Мы шли по большой дороге, а они косили в молодом березовом лесу поблизости от нее — и пели.
Это было давно, это было бесконечно давно, потому что та жизнь, которой все мы жили в то время, не вернется уже вовеки.
Они косили и пели, и весь березовый лес, еще не утративший густоты и свежести, еще полный цветов и запахов, звучно откликался им.
Кругом нас были поля, глушь серединной, исконной России. Было предвечернее время июньского дня. Старая большая дорога, заросшая кудрявой муравой, изрезанная заглохшими колеями, следами давней жизни наших отцов и дедов, уходила перед нами в бесконечную русскую даль. Солнце склонялось на запад, стало заходить в красивые легкие облака, смягчая синь за дальними извалами полей и бросая к закату, где небо уже золотилось, великие светлые столпы, как пишут их на церковных картинах. Стадо овец серело впереди, старик-пастух с подпаском сидел на меже, навивая кнут... Казалось, что нет, да никогда и не было, ни времени, ни деления его на века, на годы в этой забытой — или благословенной — богом стране. И они шли и пели среди ее вечной полевой тишины, простоты и первобытности с какой-то былинной свободой и беззаветностью. И березовый лес принимал и подхватывал их песню так же свободно и вольно, как они пели.

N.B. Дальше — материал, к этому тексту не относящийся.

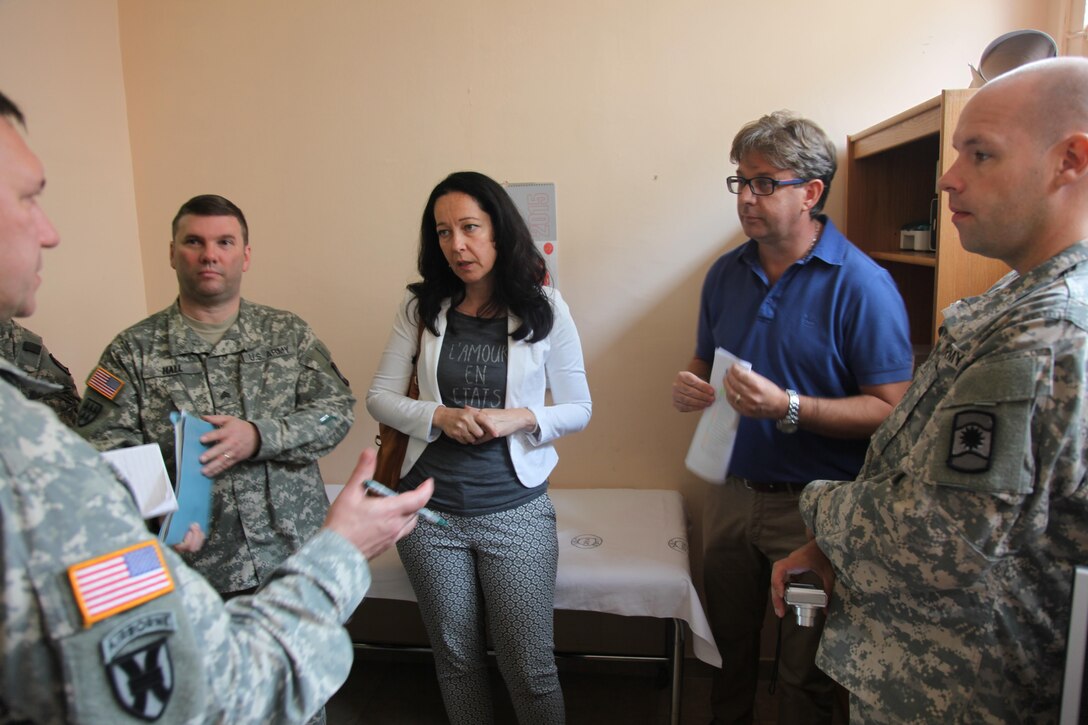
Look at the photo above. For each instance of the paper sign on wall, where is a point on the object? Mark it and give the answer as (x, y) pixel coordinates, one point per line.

Они были «дальние», рязанские. Они небольшой артелью проходили по нашим, орловским, местам, помогая нашим сенокосам и подвигаясь на низы, на заработки во время рабочей поры в степях, еще более плодородных, чем наши. И они были беззаботны, дружны, как бывают люди в дальнем и долгом пути, на отдыхе от всех семейных и хозяйственных уз, были «охочи к работе», неосознанно радуясь ее красоте и спорости. Они были как-то стариннее и добротнее, чем наши, — в обычае, в повадке, в языке, — опрятней и красивей одеждой, своими мягкими кожаными бахилками, белыми, ладно увязанными онучами, чистыми портками и рубахами с красными, кумачовыми воротами и такими же ластовицами.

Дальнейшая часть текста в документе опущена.